Avalanche Cup champion officially joins the Vancouver Canucks following recent retirement announcement
Jack Johnson retirement closes a Colorado Avalanche chapter, and opens a Vancouver Canucks scouting job.
Brennan McClain from Pro Hockey Rumors writes that the Canucks announced Monday they hired Johnson as a professional scout, a quiet but meaningful next step.The move also serves as his official goodbye after 19 NHL seasons.
Jack Johnson officially joins the Vancouver Canucks after retirement.
For Avalanche fans, Johnson will always be the veteran depth defender who stabilized chaotic nights in 2022. He dressed for 13 playoff games on that Cup run, often eating defensive-zone starts.
He entered the league as the No. 3 pick in 2005, drafted by the Carolina Hurricanes and later shipped to Los Angeles. At 38, he finishes with 1,228 games and 342 points, built on stubborn, physical minutes.

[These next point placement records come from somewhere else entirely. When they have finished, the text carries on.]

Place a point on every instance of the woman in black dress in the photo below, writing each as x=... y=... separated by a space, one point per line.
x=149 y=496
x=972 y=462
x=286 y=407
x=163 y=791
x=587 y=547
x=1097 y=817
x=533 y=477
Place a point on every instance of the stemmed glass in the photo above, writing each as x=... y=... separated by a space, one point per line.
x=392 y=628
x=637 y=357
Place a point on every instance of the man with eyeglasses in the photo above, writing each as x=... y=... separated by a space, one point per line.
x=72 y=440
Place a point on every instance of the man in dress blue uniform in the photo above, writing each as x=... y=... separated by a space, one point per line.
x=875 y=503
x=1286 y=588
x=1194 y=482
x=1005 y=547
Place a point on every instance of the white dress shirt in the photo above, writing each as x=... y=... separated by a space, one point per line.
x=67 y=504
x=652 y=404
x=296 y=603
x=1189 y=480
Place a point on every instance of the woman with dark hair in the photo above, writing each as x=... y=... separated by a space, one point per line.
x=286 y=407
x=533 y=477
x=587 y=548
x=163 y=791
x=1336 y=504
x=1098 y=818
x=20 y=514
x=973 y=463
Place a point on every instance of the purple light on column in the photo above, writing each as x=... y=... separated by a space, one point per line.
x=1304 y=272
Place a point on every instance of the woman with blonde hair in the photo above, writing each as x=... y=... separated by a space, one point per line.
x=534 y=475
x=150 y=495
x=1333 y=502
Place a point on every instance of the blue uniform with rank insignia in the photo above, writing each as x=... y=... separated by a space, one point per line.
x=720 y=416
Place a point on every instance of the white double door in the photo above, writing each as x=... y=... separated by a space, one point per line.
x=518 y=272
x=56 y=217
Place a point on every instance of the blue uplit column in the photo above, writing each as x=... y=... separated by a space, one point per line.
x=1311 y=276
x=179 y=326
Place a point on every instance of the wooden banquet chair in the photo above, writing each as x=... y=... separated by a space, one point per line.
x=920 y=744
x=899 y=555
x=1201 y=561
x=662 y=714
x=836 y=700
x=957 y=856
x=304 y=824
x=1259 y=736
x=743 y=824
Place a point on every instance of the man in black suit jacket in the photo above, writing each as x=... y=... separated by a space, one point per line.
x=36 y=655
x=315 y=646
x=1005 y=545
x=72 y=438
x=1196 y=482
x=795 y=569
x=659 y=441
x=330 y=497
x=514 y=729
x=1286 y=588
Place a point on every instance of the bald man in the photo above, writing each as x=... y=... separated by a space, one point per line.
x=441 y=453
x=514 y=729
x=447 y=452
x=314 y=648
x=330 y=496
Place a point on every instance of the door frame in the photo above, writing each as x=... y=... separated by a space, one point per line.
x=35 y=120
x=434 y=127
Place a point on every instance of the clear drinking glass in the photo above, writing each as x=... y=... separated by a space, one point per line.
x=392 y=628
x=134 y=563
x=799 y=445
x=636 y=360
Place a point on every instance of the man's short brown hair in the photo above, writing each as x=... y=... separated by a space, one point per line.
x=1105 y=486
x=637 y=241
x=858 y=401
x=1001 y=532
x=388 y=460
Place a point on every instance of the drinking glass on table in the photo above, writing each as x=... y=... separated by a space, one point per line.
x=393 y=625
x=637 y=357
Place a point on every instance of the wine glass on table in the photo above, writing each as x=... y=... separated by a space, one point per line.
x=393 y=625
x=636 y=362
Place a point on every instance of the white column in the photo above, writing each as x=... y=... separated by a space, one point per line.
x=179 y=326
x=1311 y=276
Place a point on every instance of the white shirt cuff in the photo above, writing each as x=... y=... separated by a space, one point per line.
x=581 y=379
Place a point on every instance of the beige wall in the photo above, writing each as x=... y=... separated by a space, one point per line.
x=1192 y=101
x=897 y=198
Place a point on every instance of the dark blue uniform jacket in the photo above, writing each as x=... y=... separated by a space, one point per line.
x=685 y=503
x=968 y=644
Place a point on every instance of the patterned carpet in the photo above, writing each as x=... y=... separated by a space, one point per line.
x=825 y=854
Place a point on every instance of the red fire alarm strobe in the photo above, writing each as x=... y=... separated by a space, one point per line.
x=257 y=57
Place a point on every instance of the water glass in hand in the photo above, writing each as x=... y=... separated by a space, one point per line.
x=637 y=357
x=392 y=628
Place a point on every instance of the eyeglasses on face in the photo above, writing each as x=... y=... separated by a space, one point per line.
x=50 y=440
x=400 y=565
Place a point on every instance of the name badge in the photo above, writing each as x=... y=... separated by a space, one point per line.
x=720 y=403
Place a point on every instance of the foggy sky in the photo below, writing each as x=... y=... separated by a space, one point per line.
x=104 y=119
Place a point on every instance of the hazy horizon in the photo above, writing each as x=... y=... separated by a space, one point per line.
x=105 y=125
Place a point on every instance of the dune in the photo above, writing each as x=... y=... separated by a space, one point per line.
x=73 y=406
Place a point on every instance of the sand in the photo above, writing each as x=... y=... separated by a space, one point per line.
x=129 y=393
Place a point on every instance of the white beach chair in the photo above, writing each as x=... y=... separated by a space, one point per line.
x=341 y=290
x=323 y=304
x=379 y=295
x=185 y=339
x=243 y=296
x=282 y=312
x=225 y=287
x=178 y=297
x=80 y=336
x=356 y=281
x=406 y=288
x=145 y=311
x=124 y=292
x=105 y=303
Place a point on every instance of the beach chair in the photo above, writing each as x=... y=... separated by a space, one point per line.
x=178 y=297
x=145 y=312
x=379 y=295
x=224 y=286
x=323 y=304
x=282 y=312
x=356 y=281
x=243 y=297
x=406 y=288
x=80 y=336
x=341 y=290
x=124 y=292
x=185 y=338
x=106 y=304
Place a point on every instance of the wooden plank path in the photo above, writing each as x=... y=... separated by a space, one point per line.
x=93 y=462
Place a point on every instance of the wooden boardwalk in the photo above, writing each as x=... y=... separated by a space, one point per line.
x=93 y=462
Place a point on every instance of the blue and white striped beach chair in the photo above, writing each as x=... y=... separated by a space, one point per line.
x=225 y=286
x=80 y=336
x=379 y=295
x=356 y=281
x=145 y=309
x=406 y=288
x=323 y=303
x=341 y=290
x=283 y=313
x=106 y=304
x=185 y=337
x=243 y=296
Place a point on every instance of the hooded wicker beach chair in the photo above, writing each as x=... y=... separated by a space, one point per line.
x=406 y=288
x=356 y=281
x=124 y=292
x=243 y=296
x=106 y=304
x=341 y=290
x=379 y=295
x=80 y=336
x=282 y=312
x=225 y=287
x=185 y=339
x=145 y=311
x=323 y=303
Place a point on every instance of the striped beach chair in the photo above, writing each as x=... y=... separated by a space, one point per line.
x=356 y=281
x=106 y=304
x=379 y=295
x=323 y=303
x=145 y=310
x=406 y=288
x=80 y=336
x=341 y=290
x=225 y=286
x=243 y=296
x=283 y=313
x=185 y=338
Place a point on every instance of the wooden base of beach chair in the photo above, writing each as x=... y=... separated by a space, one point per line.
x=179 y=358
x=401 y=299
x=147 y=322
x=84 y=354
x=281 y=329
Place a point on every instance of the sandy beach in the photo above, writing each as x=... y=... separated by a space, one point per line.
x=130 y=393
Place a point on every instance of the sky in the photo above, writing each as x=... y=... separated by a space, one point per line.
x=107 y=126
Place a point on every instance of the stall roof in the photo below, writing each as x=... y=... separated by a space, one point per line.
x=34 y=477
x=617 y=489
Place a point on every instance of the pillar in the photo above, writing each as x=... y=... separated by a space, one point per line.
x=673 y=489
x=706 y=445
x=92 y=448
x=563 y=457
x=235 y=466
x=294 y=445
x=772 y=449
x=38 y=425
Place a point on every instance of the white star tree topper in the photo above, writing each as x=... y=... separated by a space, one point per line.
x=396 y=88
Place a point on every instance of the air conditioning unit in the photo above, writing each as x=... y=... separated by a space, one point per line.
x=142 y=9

If you watched Colorado's penalty kill that spring, you felt his calm when the puck bounced ugly. Vancouver is betting that same composure plays in meeting rooms and scouting rinks.
Johnson's connection to Canucks boss Jim Rutherford is direct, Rutherford signed him in Pittsburgh back in 2018. Those years didn't end smoothly, but they put Johnson around a front office that values experience.
On the ice, he was never about flashy exits, he was about the first safe touch and the second clear. Colorado used him to protect leads, keep cycles outside, and simplify the slot when games got tight.
Now the grind shifts to flights, video, and finding the next depth piece before anyone else does. For a guy who blocked shots for a living, a quieter job still feels like a win.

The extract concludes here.